Raphael Thierschmann

Wenn du all die genannten Punkte bedenkst. Was sind für dich die Vorteile, in einem Büro zu sitzen, selbst wenn es nicht das deiner Firma ist?

Für mich ist es das Beste aus zwei Welten. Seit Corona haben sich meine Remote-Arbeitsbedingungen sehr verbessert, weil jeder nun Remote arbeiten musste. Das hat meinen Tag produktiver, organisierter und flexibler gemacht. Ich arbeite in einem Team mit Kollegen in Indien, Japan, Amerika, Kanada und Deutschland. Da war der Push der Firma hin zu Remote ein Segen. Gerade für mich als schon-vor-Corona-Remoter. Aber als Mensch gibt es ja so viel das entscheidender ist für Gesundheit, Zufriedenheit und Ausgeglichenheit.

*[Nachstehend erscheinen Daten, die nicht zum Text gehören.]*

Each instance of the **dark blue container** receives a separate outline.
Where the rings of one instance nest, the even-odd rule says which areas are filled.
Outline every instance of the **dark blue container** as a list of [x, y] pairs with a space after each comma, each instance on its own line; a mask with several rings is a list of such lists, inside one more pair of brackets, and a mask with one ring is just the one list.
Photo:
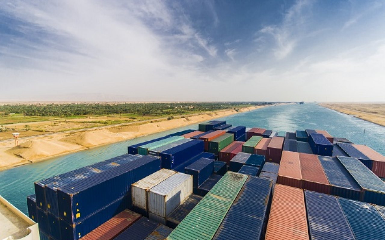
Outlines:
[[227, 129], [229, 127], [231, 127], [233, 126], [231, 124], [225, 124], [218, 127], [216, 127], [213, 129], [213, 130], [224, 130], [225, 129]]
[[129, 208], [131, 202], [131, 194], [127, 194], [93, 213], [79, 222], [70, 224], [60, 219], [62, 239], [79, 239], [124, 209]]
[[313, 151], [309, 143], [305, 142], [297, 142], [297, 152], [313, 154]]
[[318, 156], [331, 188], [330, 194], [360, 200], [361, 189], [336, 157]]
[[296, 140], [297, 138], [295, 136], [295, 132], [286, 132], [285, 135], [285, 139], [291, 139], [293, 140]]
[[142, 217], [114, 240], [144, 240], [159, 223]]
[[195, 161], [196, 161], [198, 159], [200, 159], [202, 157], [213, 159], [214, 159], [214, 157], [215, 155], [213, 153], [210, 153], [209, 152], [202, 152], [202, 153], [200, 153], [196, 156], [194, 156], [189, 159], [187, 159], [184, 162], [173, 168], [172, 170], [179, 172], [184, 173], [184, 168], [193, 162], [194, 162]]
[[296, 130], [295, 131], [295, 139], [299, 142], [307, 142], [308, 134], [305, 131]]
[[363, 190], [362, 200], [385, 205], [385, 182], [357, 158], [341, 156], [337, 158]]
[[305, 190], [311, 239], [355, 240], [337, 199]]
[[36, 210], [36, 195], [35, 194], [30, 195], [27, 197], [27, 205], [28, 208], [28, 217], [35, 222], [38, 223]]
[[238, 126], [230, 129], [227, 131], [228, 133], [234, 134], [234, 139], [236, 139], [246, 133], [246, 127], [244, 126]]
[[180, 132], [174, 132], [174, 133], [169, 134], [166, 136], [174, 137], [174, 136], [181, 136], [182, 135], [184, 135], [185, 134], [187, 134], [187, 133], [190, 133], [190, 132], [194, 132], [196, 130], [192, 129], [186, 129], [185, 130], [183, 130], [182, 131], [181, 131]]
[[297, 141], [291, 139], [285, 139], [285, 142], [283, 144], [283, 151], [296, 152]]
[[255, 177], [258, 175], [259, 172], [259, 168], [258, 167], [244, 165], [241, 168], [238, 172]]
[[173, 228], [176, 227], [202, 199], [202, 196], [195, 194], [190, 195], [182, 204], [167, 216], [166, 225]]
[[172, 169], [185, 162], [186, 159], [203, 152], [203, 141], [194, 140], [161, 152], [162, 168]]
[[271, 181], [249, 177], [213, 239], [263, 239], [271, 204], [272, 185]]
[[156, 142], [157, 141], [159, 141], [164, 139], [166, 139], [166, 138], [168, 138], [169, 137], [170, 137], [169, 136], [165, 136], [164, 137], [162, 137], [156, 138], [155, 139], [153, 139], [152, 140], [150, 140], [149, 141], [146, 141], [146, 142], [143, 142], [137, 143], [133, 145], [129, 146], [127, 147], [127, 148], [128, 149], [128, 153], [129, 154], [132, 154], [133, 155], [137, 154], [138, 154], [138, 147], [139, 147], [139, 146], [144, 145], [148, 143], [151, 143], [151, 142]]
[[50, 213], [48, 213], [47, 216], [48, 219], [48, 234], [50, 237], [55, 240], [60, 240], [62, 238], [60, 234], [60, 221], [59, 218]]
[[239, 152], [237, 154], [237, 155], [230, 161], [229, 170], [237, 172], [242, 166], [246, 163], [246, 161], [251, 156], [251, 154], [245, 152]]
[[[59, 217], [71, 224], [79, 222], [126, 194], [131, 195], [131, 185], [160, 170], [160, 165], [159, 157], [147, 155], [64, 186], [57, 190]], [[130, 197], [130, 207], [131, 200]]]
[[280, 164], [274, 162], [265, 162], [262, 167], [262, 172], [274, 172], [278, 174], [278, 171], [280, 170]]
[[355, 157], [361, 161], [369, 169], [372, 170], [373, 161], [358, 149], [348, 143], [337, 142], [337, 145], [340, 147], [349, 157]]
[[338, 201], [356, 239], [385, 239], [385, 220], [373, 205], [343, 198]]
[[184, 168], [185, 173], [192, 175], [192, 185], [198, 187], [214, 173], [214, 160], [202, 158]]
[[219, 175], [215, 174], [211, 175], [209, 178], [209, 179], [206, 180], [206, 181], [199, 187], [199, 195], [204, 197], [207, 194], [207, 193], [211, 190], [214, 185], [218, 182], [221, 177], [222, 176]]
[[214, 173], [223, 176], [227, 172], [227, 166], [226, 163], [221, 161], [214, 162]]
[[309, 144], [315, 154], [329, 157], [333, 156], [333, 144], [322, 134], [311, 134], [309, 138]]

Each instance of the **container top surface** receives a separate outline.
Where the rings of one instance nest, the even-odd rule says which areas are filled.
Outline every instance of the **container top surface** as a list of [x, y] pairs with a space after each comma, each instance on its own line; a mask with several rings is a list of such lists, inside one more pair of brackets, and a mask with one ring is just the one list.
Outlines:
[[362, 188], [385, 193], [385, 183], [359, 160], [341, 156], [337, 158]]
[[[165, 196], [183, 182], [192, 179], [192, 176], [189, 174], [177, 172], [169, 177], [150, 190], [160, 195]], [[191, 184], [192, 181], [191, 181]]]
[[278, 175], [297, 179], [302, 179], [300, 154], [298, 152], [282, 152]]
[[309, 239], [302, 190], [276, 185], [265, 240]]

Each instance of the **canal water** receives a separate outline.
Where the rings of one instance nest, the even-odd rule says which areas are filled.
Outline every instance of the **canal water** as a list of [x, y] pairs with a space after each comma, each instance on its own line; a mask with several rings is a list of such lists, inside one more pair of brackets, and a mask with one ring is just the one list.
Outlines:
[[[233, 126], [294, 131], [305, 129], [326, 130], [385, 155], [385, 127], [315, 104], [270, 106], [221, 120]], [[127, 146], [198, 124], [93, 148], [0, 172], [0, 195], [27, 214], [26, 197], [34, 193], [33, 182], [127, 152]], [[365, 130], [364, 132], [364, 130]]]

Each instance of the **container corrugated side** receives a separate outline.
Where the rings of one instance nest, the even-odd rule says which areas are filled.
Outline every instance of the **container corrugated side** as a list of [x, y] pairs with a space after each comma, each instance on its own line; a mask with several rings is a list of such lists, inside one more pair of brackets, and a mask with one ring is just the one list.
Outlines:
[[213, 239], [261, 239], [271, 203], [271, 181], [249, 177]]
[[192, 193], [192, 176], [178, 172], [150, 190], [149, 211], [165, 218]]
[[311, 239], [355, 240], [337, 199], [305, 191]]
[[385, 182], [357, 158], [340, 156], [337, 158], [363, 189], [364, 202], [385, 205]]
[[167, 239], [212, 239], [247, 178], [244, 174], [227, 172]]
[[142, 217], [114, 240], [143, 240], [159, 225], [159, 223]]
[[359, 200], [361, 189], [336, 157], [318, 156], [318, 159], [331, 185], [330, 194]]
[[385, 239], [385, 220], [373, 205], [341, 198], [338, 201], [356, 239]]
[[303, 191], [276, 185], [265, 240], [309, 239]]
[[82, 240], [112, 240], [140, 218], [128, 209], [122, 212], [82, 238]]
[[131, 189], [132, 205], [148, 211], [148, 191], [176, 173], [175, 171], [163, 168], [132, 184]]
[[330, 194], [330, 185], [317, 156], [300, 153], [300, 161], [302, 188]]
[[298, 152], [288, 151], [282, 152], [277, 182], [294, 187], [302, 187], [300, 154]]

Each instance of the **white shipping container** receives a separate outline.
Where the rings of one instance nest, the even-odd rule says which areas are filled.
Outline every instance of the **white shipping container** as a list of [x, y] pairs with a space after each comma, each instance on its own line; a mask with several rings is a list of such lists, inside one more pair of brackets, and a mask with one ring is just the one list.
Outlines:
[[176, 172], [163, 168], [132, 184], [131, 189], [132, 204], [148, 211], [149, 191]]
[[150, 190], [149, 211], [167, 217], [192, 193], [192, 176], [178, 172]]

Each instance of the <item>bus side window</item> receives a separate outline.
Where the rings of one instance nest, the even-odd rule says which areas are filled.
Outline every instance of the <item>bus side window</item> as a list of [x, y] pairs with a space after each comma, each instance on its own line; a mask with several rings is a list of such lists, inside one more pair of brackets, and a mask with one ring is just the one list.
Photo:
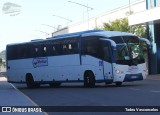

Und das bilden Zoom oder Slack halt nicht so ganz ab. Das habe ich auch erst erkennen müssen. Jetzt darf ich bei spannenden kreativen Menschen sitzen, lernen und wachsen und das alles in meinen Job in einem anderen Team einbringen. Und dazu noch ein guter Schnack am Kaffeeautomat, Whisky after Work und Menschen, echte echte Menschen.

Ich denke, wir als Team dürfen diese Komplimente und die vielen positiven Eindrücke genau so zurückgeben. Wenn du abschließend auf dein Jahr hier zurückblickst: was war dein schönstes Erlebnis, das du mit medienreaktor hattest?

Auch wenn ich natürlich sagen müsste, dass es das Whiskey-Tasting war, das ich neulich abhalten durfte, war es definitiv das Sommer-Event auf dem Agenturdach. Ein lauer Abend, die Aussicht auf die Bamberger Architektur und weltbeste Pizza vom In-House-Pizzaiolo Flo waren schon schwer zu schlagen. Aber an dem Abend gab es keine Firmen, Projekte, Deadlines - nur Lebensfreude, Leichtigkeit, Loslassen und Lachen. Mein Highlight zu diesem Event war aber eine Sprachnachricht von Andi am nächsten Morgen, wo er genau das zusammenfasste, was mich so begeistert hat. Das Herzliche und Selbstverständliche. Ab da war ich so wirklich angekommen.